The designer borrowed physical objects such as steering wheels, seat belts, buttons and umbrellas, using scanning technology to digitally deconstruct them in what he called a "reversed design process".
De Nennie then used their constituent parts to assemble purposefully fantastical new objects, which only exist digitally.
"While these objects/products become raw digital material, I see these digital shapes as a building block to sketch and assemble new ideas," he said.
"I work this way because I am fascinated by the amount of products we produce and the beautifully designed shapes from the pre-digital era which almost no one uses anymore," the designer added. "By doing this I try to give these shapes a new life and value in the digital design process."
The rippled pink bowl of a scale appears to rest on the tip of an iron, while an unsteady-looking bright yellow table features gherkin-shaped legs.
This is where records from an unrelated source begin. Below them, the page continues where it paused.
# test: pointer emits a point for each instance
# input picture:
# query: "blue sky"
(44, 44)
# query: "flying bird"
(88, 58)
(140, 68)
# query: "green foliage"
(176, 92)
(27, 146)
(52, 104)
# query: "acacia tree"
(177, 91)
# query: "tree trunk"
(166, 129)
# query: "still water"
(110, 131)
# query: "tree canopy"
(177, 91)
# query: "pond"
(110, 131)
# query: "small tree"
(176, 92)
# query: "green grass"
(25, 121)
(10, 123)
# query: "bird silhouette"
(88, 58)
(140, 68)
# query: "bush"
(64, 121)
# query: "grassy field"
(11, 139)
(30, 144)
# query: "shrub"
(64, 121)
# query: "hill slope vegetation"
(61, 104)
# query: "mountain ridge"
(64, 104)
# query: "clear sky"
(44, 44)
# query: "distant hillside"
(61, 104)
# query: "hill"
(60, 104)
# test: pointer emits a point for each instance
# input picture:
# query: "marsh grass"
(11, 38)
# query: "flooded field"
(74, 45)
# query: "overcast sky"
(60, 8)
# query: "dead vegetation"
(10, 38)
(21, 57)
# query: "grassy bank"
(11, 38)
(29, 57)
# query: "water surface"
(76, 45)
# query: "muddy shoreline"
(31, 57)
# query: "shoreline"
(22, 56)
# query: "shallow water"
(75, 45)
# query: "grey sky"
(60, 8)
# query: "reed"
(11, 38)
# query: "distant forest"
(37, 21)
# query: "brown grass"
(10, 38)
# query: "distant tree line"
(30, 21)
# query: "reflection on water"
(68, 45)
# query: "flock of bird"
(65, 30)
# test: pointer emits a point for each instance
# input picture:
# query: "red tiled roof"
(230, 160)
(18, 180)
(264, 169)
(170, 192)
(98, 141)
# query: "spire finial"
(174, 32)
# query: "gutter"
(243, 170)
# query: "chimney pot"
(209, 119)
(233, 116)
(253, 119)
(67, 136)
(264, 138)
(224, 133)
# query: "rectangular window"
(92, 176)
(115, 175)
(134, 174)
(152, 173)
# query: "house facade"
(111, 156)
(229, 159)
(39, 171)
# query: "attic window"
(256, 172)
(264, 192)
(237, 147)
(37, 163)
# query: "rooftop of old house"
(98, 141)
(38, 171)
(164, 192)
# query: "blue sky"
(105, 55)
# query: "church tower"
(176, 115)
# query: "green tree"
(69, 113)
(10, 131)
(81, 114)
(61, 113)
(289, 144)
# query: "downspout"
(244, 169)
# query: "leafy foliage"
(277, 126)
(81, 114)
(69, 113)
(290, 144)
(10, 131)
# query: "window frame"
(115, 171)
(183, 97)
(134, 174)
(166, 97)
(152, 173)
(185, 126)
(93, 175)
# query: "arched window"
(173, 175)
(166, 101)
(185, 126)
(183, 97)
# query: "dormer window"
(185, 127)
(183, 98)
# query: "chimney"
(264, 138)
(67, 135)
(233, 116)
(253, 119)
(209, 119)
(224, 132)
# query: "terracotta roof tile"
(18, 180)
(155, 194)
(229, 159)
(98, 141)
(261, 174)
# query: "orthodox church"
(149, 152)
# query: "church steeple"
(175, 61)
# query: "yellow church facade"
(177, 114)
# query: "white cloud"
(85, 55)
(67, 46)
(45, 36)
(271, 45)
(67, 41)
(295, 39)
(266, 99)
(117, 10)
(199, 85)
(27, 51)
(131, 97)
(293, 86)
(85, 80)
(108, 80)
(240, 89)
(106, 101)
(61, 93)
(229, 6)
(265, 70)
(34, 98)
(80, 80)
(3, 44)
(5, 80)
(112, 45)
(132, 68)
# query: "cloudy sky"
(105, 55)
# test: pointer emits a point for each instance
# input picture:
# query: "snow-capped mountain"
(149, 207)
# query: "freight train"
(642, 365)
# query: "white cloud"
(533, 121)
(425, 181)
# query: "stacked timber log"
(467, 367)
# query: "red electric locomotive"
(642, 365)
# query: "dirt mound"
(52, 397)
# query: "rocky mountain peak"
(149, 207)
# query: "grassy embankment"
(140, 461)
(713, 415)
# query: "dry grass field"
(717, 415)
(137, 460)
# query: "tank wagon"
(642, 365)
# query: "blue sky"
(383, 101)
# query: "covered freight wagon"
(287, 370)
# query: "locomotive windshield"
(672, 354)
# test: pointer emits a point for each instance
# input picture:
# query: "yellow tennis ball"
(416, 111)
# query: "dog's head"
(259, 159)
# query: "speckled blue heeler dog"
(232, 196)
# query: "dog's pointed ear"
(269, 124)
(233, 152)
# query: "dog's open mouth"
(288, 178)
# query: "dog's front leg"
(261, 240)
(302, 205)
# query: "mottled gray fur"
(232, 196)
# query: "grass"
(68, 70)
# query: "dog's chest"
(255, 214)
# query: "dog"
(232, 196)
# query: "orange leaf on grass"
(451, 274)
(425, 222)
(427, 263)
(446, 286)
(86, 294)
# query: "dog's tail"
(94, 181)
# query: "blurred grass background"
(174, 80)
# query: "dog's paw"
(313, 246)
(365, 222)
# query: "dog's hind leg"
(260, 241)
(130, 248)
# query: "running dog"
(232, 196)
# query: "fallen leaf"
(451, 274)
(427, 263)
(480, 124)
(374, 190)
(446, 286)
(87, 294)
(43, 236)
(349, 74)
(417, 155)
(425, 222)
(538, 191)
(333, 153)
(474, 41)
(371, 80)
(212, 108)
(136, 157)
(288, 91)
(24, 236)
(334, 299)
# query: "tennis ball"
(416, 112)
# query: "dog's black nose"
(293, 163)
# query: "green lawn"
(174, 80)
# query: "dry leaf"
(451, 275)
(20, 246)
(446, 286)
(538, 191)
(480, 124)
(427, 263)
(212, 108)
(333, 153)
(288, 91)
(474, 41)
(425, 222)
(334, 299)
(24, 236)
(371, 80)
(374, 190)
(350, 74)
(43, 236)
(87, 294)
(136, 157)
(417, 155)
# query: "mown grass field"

Also included in the collection is a pink and yellow bike, a telephone that lacks a receiver, a stool with a distorted steering wheel for a seat, and a car constructed from an umbrella with carpet-beater wheels.
De Nennie – who was recently commissioned to design a cover for Frame Magazine – told Dezeen that the project was a response to the perception and use of 3D scanning as "mainly a joke", with people often employing it to create low-resolution reproductions.
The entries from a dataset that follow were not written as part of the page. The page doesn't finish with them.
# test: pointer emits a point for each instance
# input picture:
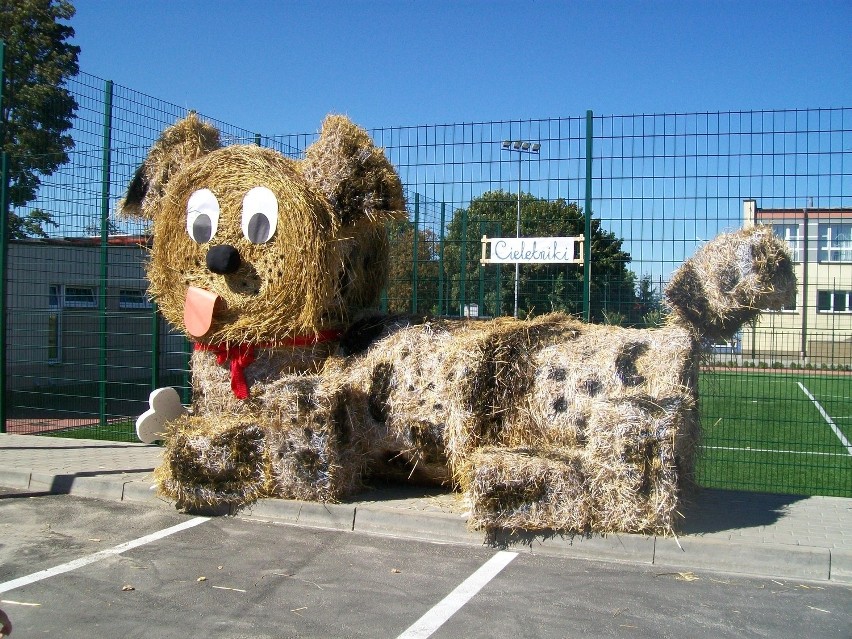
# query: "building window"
(834, 301)
(790, 233)
(79, 297)
(133, 298)
(835, 242)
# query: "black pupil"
(202, 229)
(258, 228)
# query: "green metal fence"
(84, 346)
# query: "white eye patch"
(260, 215)
(202, 216)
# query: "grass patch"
(763, 433)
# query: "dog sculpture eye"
(260, 215)
(202, 216)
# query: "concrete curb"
(689, 552)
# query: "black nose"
(223, 259)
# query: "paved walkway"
(778, 536)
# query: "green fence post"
(4, 244)
(441, 301)
(481, 296)
(414, 254)
(463, 260)
(4, 250)
(155, 347)
(104, 278)
(587, 242)
(383, 296)
(498, 303)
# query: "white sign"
(532, 250)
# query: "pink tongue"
(198, 310)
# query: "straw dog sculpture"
(271, 265)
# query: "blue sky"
(281, 66)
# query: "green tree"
(542, 287)
(37, 108)
(401, 276)
(30, 225)
(648, 309)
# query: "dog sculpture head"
(250, 246)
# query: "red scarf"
(242, 355)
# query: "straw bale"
(527, 489)
(639, 457)
(730, 280)
(208, 462)
(314, 446)
(601, 362)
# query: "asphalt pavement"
(99, 569)
(778, 536)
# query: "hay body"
(523, 489)
(546, 424)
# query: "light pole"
(520, 147)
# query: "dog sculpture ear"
(181, 143)
(355, 175)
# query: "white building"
(817, 329)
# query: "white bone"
(165, 406)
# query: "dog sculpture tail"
(729, 281)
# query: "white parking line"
(828, 419)
(103, 554)
(449, 605)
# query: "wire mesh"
(85, 345)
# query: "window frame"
(831, 309)
(827, 231)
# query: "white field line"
(449, 605)
(828, 419)
(103, 554)
(773, 450)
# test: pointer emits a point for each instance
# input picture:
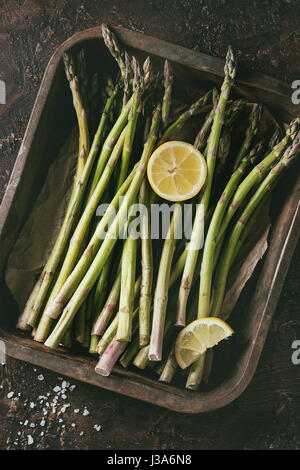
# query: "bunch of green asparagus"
(123, 298)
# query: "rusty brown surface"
(265, 416)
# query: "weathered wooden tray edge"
(265, 299)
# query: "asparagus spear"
(147, 268)
(162, 286)
(201, 137)
(184, 117)
(55, 307)
(257, 174)
(255, 117)
(208, 260)
(232, 244)
(112, 353)
(38, 295)
(124, 331)
(267, 185)
(109, 307)
(132, 123)
(213, 144)
(111, 331)
(101, 257)
(167, 99)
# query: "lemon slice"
(197, 337)
(176, 171)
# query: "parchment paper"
(39, 233)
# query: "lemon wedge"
(197, 337)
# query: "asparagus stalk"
(124, 331)
(147, 268)
(167, 99)
(201, 137)
(257, 174)
(228, 253)
(38, 295)
(112, 353)
(81, 231)
(251, 132)
(99, 301)
(170, 367)
(55, 307)
(128, 144)
(161, 290)
(109, 307)
(101, 257)
(212, 149)
(208, 260)
(232, 245)
(112, 329)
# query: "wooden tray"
(53, 115)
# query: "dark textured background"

"In the computer I can assemble shapes of objects and have endless options, I never draw anything in the computer with this methodology, only deconstructing, scaling, transforming duplicating, etc," he said.
"The outcome of my process is new ideas or starting points for a possible new design, with open possibilities it could be for the virtual world, or come out of the screen back to the physical."
The exhibition opened on 17 October 2015 and continues until 15 November 2015. Digital Virtuosity is also on display at the Design Academy Eindhoven graduate show, which is open for the duration of Dutch Design Week, which runs from 17 to 25 October 2015.
Also on show for Dutch Design Week is van Eijk and van der Lubbe's mirrored concept car for Volvo, Troy Nachtigall's 3D-printed high heels, and Martin van Strien's collection of downloadable fashion design.